Abaribe further expressed concern that, “there are allegations that hundreds of legal resident Nigeria living in UAE are losing their jobs on account of the refusal of the authorities to renew their work permit which offends the letters of bilateral agreements which both nations are signatory to.

“Worried that there are speculations that the refusal by the UAE authorities to renew work permit for Nigerians living in there is a Calculated attempt to pressure the Nigerian Government into accepting their conditions of service for their national airline that may have lost humongous revenue from the Nigeria route.

“Further worried that if the Nigerian government does not urgently engage the authorities of the UAE, thousands of Nigerians living and working will lose their jobs and means of livelihood hence the need for a quick interface with the authorities of the UAE.”

Accordingly, the upper chamber in a resolution mandated the Senate Committees on Foreign Affairs, Presidential Task Force (PTF) on Covid-19 and national security and intelligence and Interior (Immigration Service), respectively, to interface with the Ministry of Foreign Affairs, and National Intelligence Agency (NIA) on best ways of resolving this crisis and report back to the Senate within two weeks.

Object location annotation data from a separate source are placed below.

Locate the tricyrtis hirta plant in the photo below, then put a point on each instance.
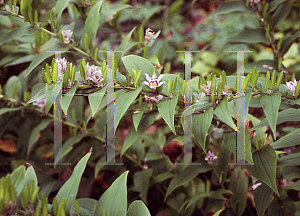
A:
(114, 76)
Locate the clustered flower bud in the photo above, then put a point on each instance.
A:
(67, 34)
(153, 82)
(93, 74)
(292, 85)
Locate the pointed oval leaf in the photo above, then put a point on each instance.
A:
(271, 104)
(166, 109)
(289, 114)
(36, 132)
(91, 24)
(123, 101)
(189, 173)
(264, 167)
(223, 113)
(95, 99)
(262, 197)
(67, 98)
(17, 179)
(138, 208)
(200, 126)
(115, 194)
(70, 188)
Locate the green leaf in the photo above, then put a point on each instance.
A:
(36, 132)
(230, 7)
(29, 176)
(262, 197)
(291, 139)
(271, 104)
(67, 147)
(200, 125)
(154, 60)
(264, 167)
(138, 208)
(13, 88)
(290, 160)
(281, 12)
(137, 63)
(141, 181)
(41, 57)
(91, 24)
(286, 115)
(6, 110)
(166, 109)
(136, 118)
(86, 206)
(123, 101)
(223, 113)
(187, 175)
(250, 36)
(16, 34)
(67, 98)
(95, 99)
(239, 187)
(116, 193)
(123, 46)
(133, 135)
(286, 43)
(293, 185)
(17, 179)
(70, 188)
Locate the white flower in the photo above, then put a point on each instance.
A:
(210, 157)
(62, 64)
(67, 34)
(40, 103)
(149, 35)
(153, 82)
(292, 85)
(93, 74)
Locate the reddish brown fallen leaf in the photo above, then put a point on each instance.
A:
(8, 146)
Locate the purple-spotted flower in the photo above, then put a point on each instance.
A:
(292, 85)
(149, 35)
(153, 82)
(254, 1)
(67, 34)
(40, 103)
(93, 74)
(62, 64)
(210, 157)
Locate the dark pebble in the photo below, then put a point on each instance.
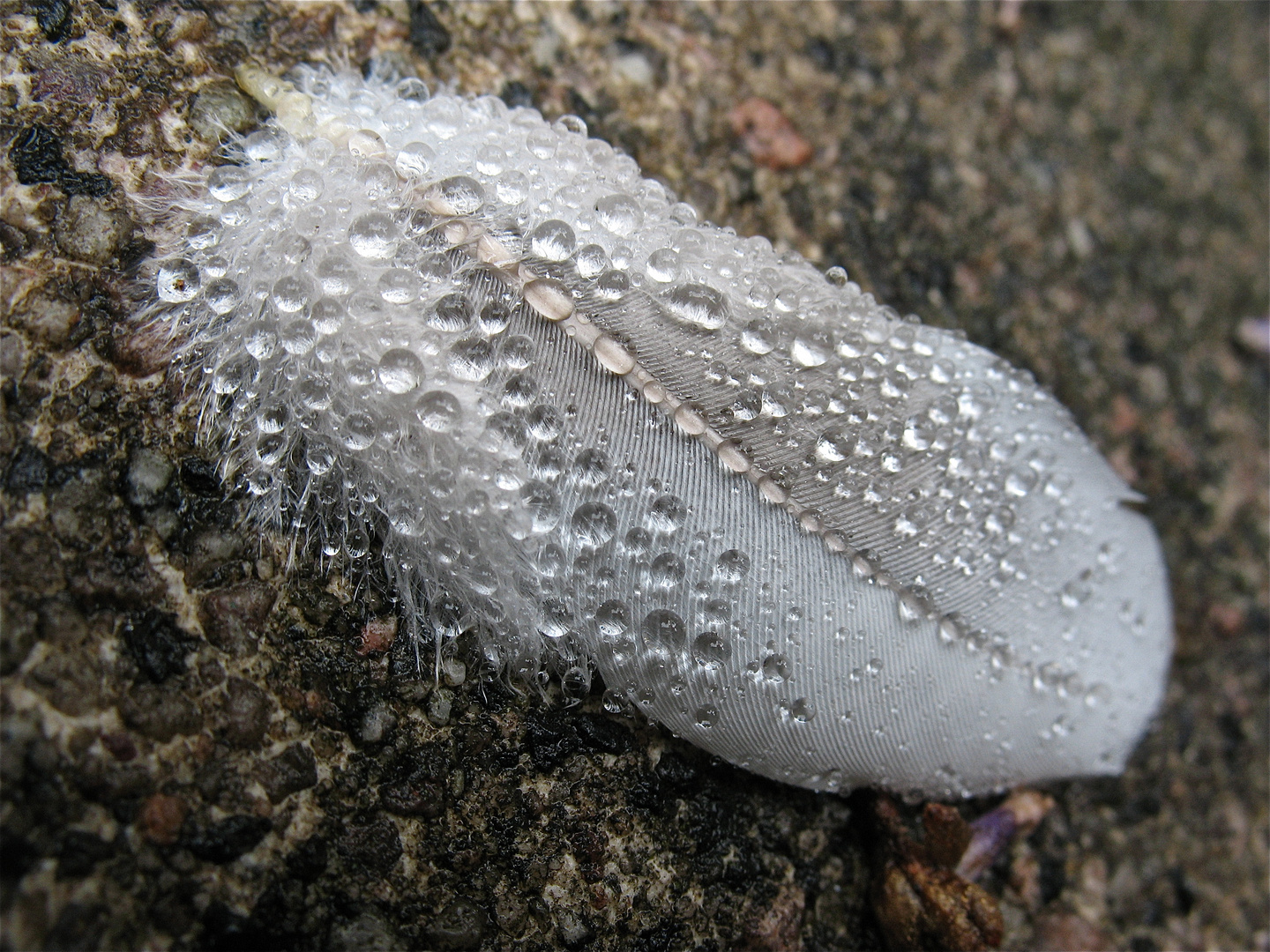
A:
(460, 926)
(290, 772)
(415, 796)
(28, 470)
(54, 18)
(37, 156)
(153, 641)
(371, 848)
(429, 37)
(308, 861)
(247, 712)
(228, 839)
(161, 714)
(80, 851)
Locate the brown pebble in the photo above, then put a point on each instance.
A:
(1067, 932)
(770, 138)
(376, 635)
(233, 616)
(247, 712)
(161, 819)
(89, 230)
(120, 746)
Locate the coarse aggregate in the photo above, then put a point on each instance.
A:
(207, 744)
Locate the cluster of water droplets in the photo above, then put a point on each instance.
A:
(487, 346)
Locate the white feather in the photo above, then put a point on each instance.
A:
(826, 544)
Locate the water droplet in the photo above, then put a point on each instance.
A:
(553, 240)
(512, 187)
(337, 274)
(802, 710)
(459, 195)
(667, 570)
(557, 619)
(758, 337)
(399, 286)
(663, 628)
(732, 566)
(619, 213)
(360, 430)
(698, 305)
(400, 371)
(438, 410)
(776, 668)
(290, 294)
(663, 265)
(374, 235)
(471, 360)
(415, 159)
(451, 315)
(667, 514)
(710, 651)
(544, 423)
(594, 524)
(228, 183)
(591, 467)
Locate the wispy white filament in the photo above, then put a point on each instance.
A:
(826, 544)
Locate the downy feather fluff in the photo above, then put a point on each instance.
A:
(828, 545)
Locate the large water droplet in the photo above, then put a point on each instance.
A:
(374, 235)
(619, 213)
(438, 410)
(553, 240)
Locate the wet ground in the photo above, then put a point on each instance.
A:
(204, 749)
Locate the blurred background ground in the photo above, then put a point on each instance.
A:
(195, 752)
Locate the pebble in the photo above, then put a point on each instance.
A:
(90, 230)
(221, 108)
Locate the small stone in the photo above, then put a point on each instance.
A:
(290, 772)
(161, 819)
(768, 136)
(372, 847)
(376, 724)
(49, 319)
(161, 714)
(366, 933)
(28, 470)
(90, 230)
(460, 926)
(247, 712)
(438, 706)
(377, 635)
(429, 36)
(149, 475)
(220, 109)
(233, 617)
(80, 851)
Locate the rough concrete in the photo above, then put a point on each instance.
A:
(207, 747)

Meanwhile, the Senate has passed a bill seeking to provide legal framework for the administration of Nigeria’s territorial sea and offshore activities.

The bill which scaled third reading and tagged: “A Bill for an Act to Repeal the Exclusive Economic Zone Act 2004; and the Territorial Waters Act 2004 and Enact the Nigerian Maritime Zone Act to Provide for Maritime Zones in Nigeria.” was sponsored by Senator George Thompson Sekibo.

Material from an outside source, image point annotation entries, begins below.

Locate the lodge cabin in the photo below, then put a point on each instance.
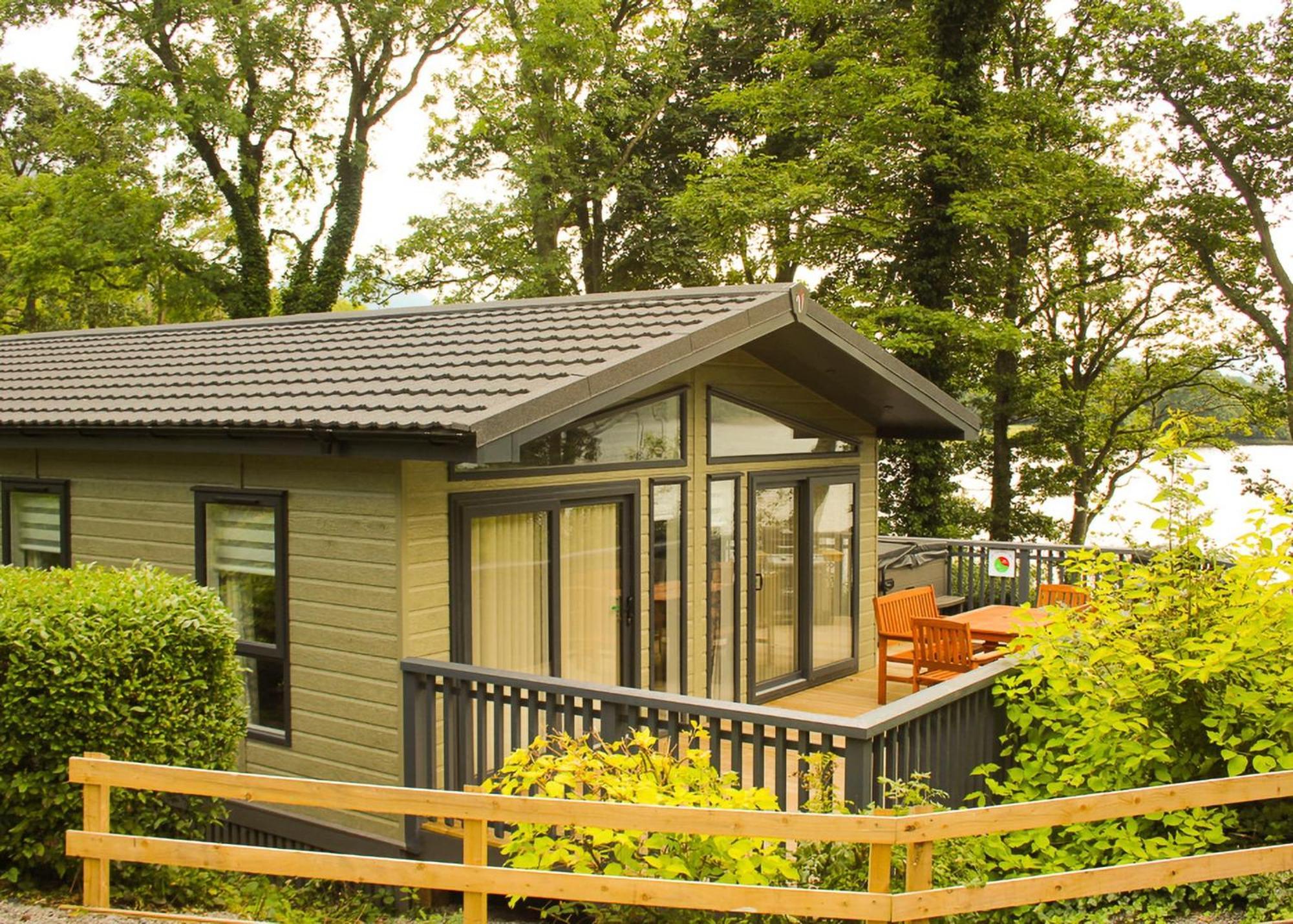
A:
(442, 530)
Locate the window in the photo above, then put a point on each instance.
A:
(740, 430)
(36, 530)
(721, 647)
(542, 581)
(242, 554)
(643, 433)
(804, 579)
(669, 586)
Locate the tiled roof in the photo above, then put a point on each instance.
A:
(430, 369)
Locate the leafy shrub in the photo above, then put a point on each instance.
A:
(1180, 671)
(135, 663)
(636, 770)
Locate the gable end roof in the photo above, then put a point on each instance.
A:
(456, 381)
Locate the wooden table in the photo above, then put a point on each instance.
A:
(1000, 623)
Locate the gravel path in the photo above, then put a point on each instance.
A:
(12, 912)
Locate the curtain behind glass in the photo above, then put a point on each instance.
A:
(667, 579)
(510, 592)
(832, 574)
(37, 530)
(241, 567)
(592, 593)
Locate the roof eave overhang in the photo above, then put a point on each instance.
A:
(791, 332)
(359, 443)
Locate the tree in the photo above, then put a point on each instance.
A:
(267, 111)
(82, 223)
(1118, 338)
(588, 112)
(1228, 89)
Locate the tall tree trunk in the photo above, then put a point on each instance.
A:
(1082, 523)
(1007, 374)
(933, 270)
(1005, 383)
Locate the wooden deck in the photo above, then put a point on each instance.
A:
(849, 696)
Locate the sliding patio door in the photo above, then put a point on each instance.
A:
(544, 585)
(593, 592)
(804, 580)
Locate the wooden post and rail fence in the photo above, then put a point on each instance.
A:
(919, 830)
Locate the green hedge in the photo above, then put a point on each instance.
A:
(135, 663)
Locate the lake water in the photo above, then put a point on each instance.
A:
(1128, 518)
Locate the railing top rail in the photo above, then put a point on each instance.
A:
(994, 544)
(685, 819)
(479, 805)
(864, 726)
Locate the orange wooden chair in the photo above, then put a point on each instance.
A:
(894, 615)
(942, 650)
(1062, 594)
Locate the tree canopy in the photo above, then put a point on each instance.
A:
(1070, 219)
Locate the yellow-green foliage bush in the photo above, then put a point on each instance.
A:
(636, 770)
(135, 663)
(1181, 669)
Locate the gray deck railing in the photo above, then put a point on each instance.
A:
(968, 567)
(462, 721)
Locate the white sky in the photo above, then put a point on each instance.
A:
(392, 195)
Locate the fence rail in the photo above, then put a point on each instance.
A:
(969, 567)
(96, 845)
(462, 721)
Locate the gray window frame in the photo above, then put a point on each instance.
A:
(735, 478)
(809, 676)
(776, 416)
(38, 486)
(279, 651)
(465, 506)
(683, 482)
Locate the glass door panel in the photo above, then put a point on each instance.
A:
(510, 592)
(832, 574)
(592, 592)
(776, 584)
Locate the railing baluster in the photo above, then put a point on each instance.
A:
(945, 730)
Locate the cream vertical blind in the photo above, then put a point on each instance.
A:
(592, 590)
(833, 553)
(776, 632)
(37, 524)
(510, 592)
(241, 566)
(668, 586)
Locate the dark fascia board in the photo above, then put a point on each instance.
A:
(451, 447)
(889, 367)
(501, 436)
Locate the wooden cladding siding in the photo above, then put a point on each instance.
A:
(426, 505)
(345, 579)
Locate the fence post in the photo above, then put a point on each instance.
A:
(96, 817)
(475, 853)
(881, 865)
(920, 862)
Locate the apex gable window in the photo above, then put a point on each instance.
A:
(645, 433)
(740, 430)
(34, 523)
(242, 554)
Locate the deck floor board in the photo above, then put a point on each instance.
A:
(848, 696)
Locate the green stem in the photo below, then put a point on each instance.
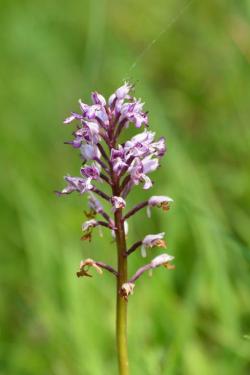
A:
(121, 304)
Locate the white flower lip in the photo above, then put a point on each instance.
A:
(159, 199)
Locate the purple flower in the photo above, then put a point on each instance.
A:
(98, 99)
(89, 224)
(158, 201)
(117, 202)
(139, 168)
(91, 172)
(152, 240)
(94, 203)
(118, 167)
(89, 151)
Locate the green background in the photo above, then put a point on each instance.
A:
(194, 76)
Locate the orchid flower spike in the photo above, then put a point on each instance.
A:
(110, 168)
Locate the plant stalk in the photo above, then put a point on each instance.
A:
(121, 304)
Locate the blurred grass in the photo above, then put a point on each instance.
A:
(196, 83)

The passage of the bill followed the consideration of a report on the bill presented by the Chairman of Senate Committee on Judiciary, Human Rights and Legal Matters, Senator Opeyemi Bamidele, who said the bill seeks to streamline all national laws and efforts in line with global best practices in other jurisdictions and provisions of the United Nations Convention on the Law of the Sea.

According to him, the legislation, sets out the legal framework, within which all activities in the oceans and seas should be carried out.

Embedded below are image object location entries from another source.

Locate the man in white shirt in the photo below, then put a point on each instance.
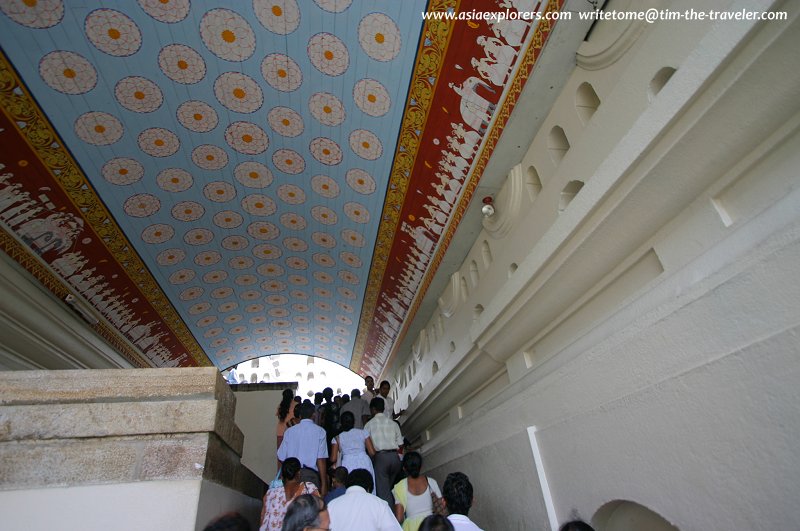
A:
(370, 392)
(358, 509)
(457, 494)
(386, 438)
(358, 408)
(307, 442)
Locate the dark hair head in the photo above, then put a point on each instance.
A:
(228, 522)
(306, 410)
(290, 468)
(436, 522)
(286, 402)
(457, 493)
(576, 525)
(340, 475)
(303, 512)
(377, 404)
(347, 421)
(360, 477)
(412, 464)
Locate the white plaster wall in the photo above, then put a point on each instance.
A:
(151, 505)
(649, 331)
(255, 416)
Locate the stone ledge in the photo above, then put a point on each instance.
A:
(109, 385)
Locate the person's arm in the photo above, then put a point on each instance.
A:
(322, 465)
(399, 512)
(370, 446)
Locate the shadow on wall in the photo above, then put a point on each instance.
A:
(625, 515)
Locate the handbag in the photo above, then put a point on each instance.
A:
(439, 507)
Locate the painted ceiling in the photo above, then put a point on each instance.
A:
(217, 181)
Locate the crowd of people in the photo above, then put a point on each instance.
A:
(343, 465)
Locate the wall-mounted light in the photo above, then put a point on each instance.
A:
(488, 208)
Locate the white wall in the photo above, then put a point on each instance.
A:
(649, 329)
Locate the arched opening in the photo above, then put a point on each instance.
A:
(473, 273)
(586, 102)
(626, 515)
(533, 183)
(557, 144)
(568, 194)
(659, 80)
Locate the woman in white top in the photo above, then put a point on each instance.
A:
(413, 500)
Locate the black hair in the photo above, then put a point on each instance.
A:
(457, 493)
(303, 512)
(377, 404)
(228, 522)
(412, 464)
(306, 410)
(576, 525)
(360, 477)
(347, 421)
(436, 522)
(283, 409)
(290, 468)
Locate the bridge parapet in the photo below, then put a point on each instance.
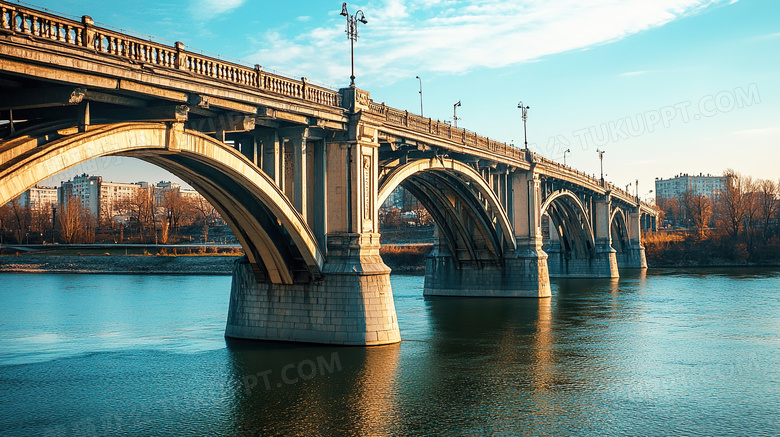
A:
(39, 24)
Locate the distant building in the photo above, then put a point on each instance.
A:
(103, 198)
(112, 193)
(84, 188)
(707, 185)
(38, 197)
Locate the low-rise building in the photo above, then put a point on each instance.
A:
(707, 185)
(39, 197)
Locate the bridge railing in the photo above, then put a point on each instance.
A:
(43, 25)
(442, 130)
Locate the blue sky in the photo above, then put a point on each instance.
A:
(664, 86)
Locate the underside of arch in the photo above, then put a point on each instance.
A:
(472, 223)
(570, 222)
(619, 230)
(269, 228)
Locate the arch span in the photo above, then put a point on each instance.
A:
(266, 223)
(618, 230)
(570, 219)
(423, 175)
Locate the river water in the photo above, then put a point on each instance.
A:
(669, 352)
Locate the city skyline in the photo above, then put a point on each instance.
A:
(664, 87)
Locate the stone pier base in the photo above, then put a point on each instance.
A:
(632, 258)
(603, 264)
(518, 277)
(344, 309)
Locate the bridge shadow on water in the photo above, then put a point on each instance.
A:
(479, 366)
(293, 389)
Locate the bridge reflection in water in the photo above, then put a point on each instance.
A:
(298, 172)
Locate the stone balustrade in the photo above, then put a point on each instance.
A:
(16, 19)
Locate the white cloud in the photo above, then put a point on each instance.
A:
(633, 73)
(207, 9)
(406, 37)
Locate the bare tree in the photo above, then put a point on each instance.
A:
(731, 203)
(21, 219)
(174, 208)
(71, 219)
(768, 204)
(140, 206)
(202, 207)
(699, 210)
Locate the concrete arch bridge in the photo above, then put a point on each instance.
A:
(298, 172)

He noted that Nigeria has vast resources from the ocean, which include oil and gas, fish and fisheries resources, minerals, placer deposits, salt, renewable energy resources amongst others, hence the need for such legislation.

Bamidele stated that stakeholders at a public hearing on the bill, posited that the Territorial Sea, in addition to the Internal Waters, is a zone within which Nigeria enjoys sovereignty.

He, therefore, emphasized that the legal nature of the maritime zone is relevant and sacrosanct to the negotiation process of the establishment of maritime boundaries.

The ranking Senator noted that recent events with neighbouring states have brought to the fore, the seeming shortcomings of Nigeria’s policy on the ocean, which is not consistent with the United Nations Convention on the Law of the Sea.

“These obvious shortcomings have made it imperative for us to review our maritime zone legislation, and the underlying policy to enable Nigeria to advance its argument for the ‘Extended Continental Shelf’ claim and effective management of the coastal and ocean environment”, he said.

Accordingly, the bill under Part VI provides for the prosecution of offences at the instance of the Attorney-General of the Federation.

In clause 18, it provides that where a person is found guilty of any offence committed in Artificial Island, Installation or Structure, he shall upon conviction be liable to imprisonment for a term of not less than one year or a fine of N3 million naira or both.